Vitamin D deficiency associated with metabolic syndrome
In a Qatari population, more adults with metabolic syndrome were considered to be vitamin D deficient than those without metabolic syndrome, according to findings from a cross-sectional study.
“Despite the long hours of sunlight in Qatar and surrounding regions, vitamin D deficiency has been shown to be highly prevalent in this region,” Kawthar Al-Dabhani, a PhD student at the School of Public Health at Imperial College London, and colleagues wrote. “At the same time, the prevalence of [metabolic syndrome] was measured to be [approximately] 26.5%, according to the International Diabetes Federation criteria, amongst Qataris aged 20 [years] and over. ... Given the high prevalence of these two conditions in the region and the limited epidemiological evidence in this population so far, we aimed to investigate the prevalence of vitamin D deficiency, as well as the association between [metabolic syndrome] and its components with vitamin D, in the well-characterized Qatar Biobank.”

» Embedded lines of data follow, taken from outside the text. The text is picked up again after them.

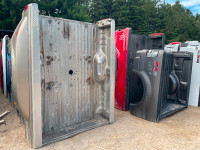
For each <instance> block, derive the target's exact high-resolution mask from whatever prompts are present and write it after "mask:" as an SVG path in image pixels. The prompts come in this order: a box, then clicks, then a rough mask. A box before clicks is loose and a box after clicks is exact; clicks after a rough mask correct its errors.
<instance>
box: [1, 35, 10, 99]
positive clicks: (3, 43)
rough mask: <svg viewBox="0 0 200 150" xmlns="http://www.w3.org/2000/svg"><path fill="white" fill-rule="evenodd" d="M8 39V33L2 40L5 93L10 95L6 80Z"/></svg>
mask: <svg viewBox="0 0 200 150" xmlns="http://www.w3.org/2000/svg"><path fill="white" fill-rule="evenodd" d="M8 40H9V37H8V36H7V35H6V36H4V38H3V40H2V67H3V89H4V90H3V93H4V95H5V97H7V96H8V92H7V82H6V80H7V79H6V67H7V66H6V62H7V59H6V56H7V52H8Z"/></svg>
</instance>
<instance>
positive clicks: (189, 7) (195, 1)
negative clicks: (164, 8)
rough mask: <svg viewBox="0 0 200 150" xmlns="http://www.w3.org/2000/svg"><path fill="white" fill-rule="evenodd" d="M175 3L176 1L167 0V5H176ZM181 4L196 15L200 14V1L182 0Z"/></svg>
mask: <svg viewBox="0 0 200 150" xmlns="http://www.w3.org/2000/svg"><path fill="white" fill-rule="evenodd" d="M175 2H176V0H165V3H170V4H174V3H175ZM180 2H181V4H182V5H183V6H184V7H186V8H189V9H190V10H191V11H192V12H193V14H194V15H196V13H200V0H180Z"/></svg>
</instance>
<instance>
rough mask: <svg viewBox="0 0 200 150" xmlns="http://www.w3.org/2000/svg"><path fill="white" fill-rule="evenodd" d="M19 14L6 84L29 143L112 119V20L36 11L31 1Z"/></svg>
mask: <svg viewBox="0 0 200 150" xmlns="http://www.w3.org/2000/svg"><path fill="white" fill-rule="evenodd" d="M22 16H23V18H22V20H21V22H20V23H19V25H18V27H17V29H16V30H15V33H14V35H13V38H12V42H11V47H12V50H11V51H12V67H13V71H12V73H13V78H12V81H13V85H12V86H13V91H14V92H13V98H15V99H16V101H17V102H18V106H19V109H20V111H21V114H22V117H23V118H24V119H25V121H24V122H25V128H26V135H27V138H28V139H29V141H30V143H31V145H32V147H34V148H38V147H40V146H42V145H45V144H48V143H51V142H54V141H58V140H60V139H64V138H68V137H71V136H74V135H76V134H78V133H81V132H83V131H87V130H89V129H93V128H96V127H98V126H101V125H105V124H108V123H112V122H113V121H114V84H115V42H114V31H115V24H114V20H112V19H105V20H101V21H99V22H98V24H91V23H84V22H78V21H73V20H67V19H61V18H53V17H48V16H40V15H39V14H38V7H37V4H30V5H28V6H27V9H26V11H24V12H23V14H22ZM23 24H25V25H23ZM24 32H26V33H24ZM27 36H28V37H27ZM23 54H24V55H25V59H24V58H22V56H23ZM20 58H21V59H20ZM102 58H103V60H104V61H103V62H102ZM24 61H28V62H27V63H23V64H21V63H22V62H24ZM97 62H98V63H97ZM102 64H103V65H102ZM27 65H28V66H27ZM97 71H100V72H97ZM27 78H28V79H27ZM19 79H20V81H21V82H19ZM98 79H100V80H98ZM24 82H26V83H24ZM19 85H21V89H20V87H19ZM27 86H28V87H27ZM24 88H26V89H24ZM22 89H24V92H25V93H23V91H22ZM23 94H24V95H25V97H22V96H23ZM27 95H29V97H27ZM22 103H24V105H23V106H22V105H21V104H22ZM25 108H26V109H25ZM27 110H28V111H27Z"/></svg>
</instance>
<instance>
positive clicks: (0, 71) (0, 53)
mask: <svg viewBox="0 0 200 150" xmlns="http://www.w3.org/2000/svg"><path fill="white" fill-rule="evenodd" d="M1 56H2V55H1V40H0V67H1ZM1 71H2V70H1V68H0V89H1V88H2V81H1Z"/></svg>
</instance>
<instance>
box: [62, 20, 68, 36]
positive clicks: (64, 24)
mask: <svg viewBox="0 0 200 150" xmlns="http://www.w3.org/2000/svg"><path fill="white" fill-rule="evenodd" d="M62 33H63V37H64V39H68V40H69V37H70V25H69V23H68V22H64V24H63V32H62Z"/></svg>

Al-Dabhani and colleagues analyzed data from 1,205 adults (702 women) from the Qatar Biobank recruited between December 2012 and February 2014. All biobank participants completed health, lifestyle and diet questionnaires, and 66 clinical biomarkers, including serum 25-hydroxyvitamin D, were routinely measured. Researchers used multivariate linear regression analyses to examine the association between metabolic syndrome, defined by International Diabetes Federation criteria, and prevalence of vitamin D deficiency, defined as serum vitamin D level 20 ng/mL or less.
Within the cohort, 64% were vitamin D deficient, with more men vitamin D deficient than women (68.6% vs. 61.3%); 25% had insufficient levels of serum vitamin D, defined as a level between 21 ng/mL and 29 ng/mL. The researchers noted that 49% of women and 25% of men reported taking vitamin D supplements.
After adjustment for age, sex, race, metabolic syndrome score and season of blood draw, researchers observed a positive association between vitamin D deficiency and the presence of metabolic syndrome (OR = 1.54; 95% CI, 1.09-2.18); age was the main confounder responsible for the statistical significance.
In those with metabolic syndrome, serum vitamin D was 8% lower (RR = 0.92; 95% CI, 0.87-0.98) when compared with those without metabolic syndrome. In analyzing individual components of metabolic syndrome, researchers found that waist circumference and high triglyceride levels were associated with lower levels of vitamin D. Researchers found no associations between the other components of metabolic syndrome or diabetes and the presence of vitamin D deficiency.
“Many mechanisms have been proposed to explain the association between vitamin D and future risk of [metabolic syndrome] component[s],” the researchers wrote. “Since vitamin D is fat soluble and could be stored in adipose tissue, it can be sequestered in the subcutaneous fat in obese individuals, reducing the levels of circulating vitamin D in the blood leading to less release of vitamin D into the blood. Vitamin D has also been shown to inhibit the release of cytokines from the immune cell, which is harmful to [beta] cells.”
The researchers noted that future studies should examine the potential causal association between vitamin D and metabolic syndrome using Mendelian randomization approaches or through vitamin D supplementation. – by Regina Schaffer
Disclosure: The researcher report no relevant financial disclosures.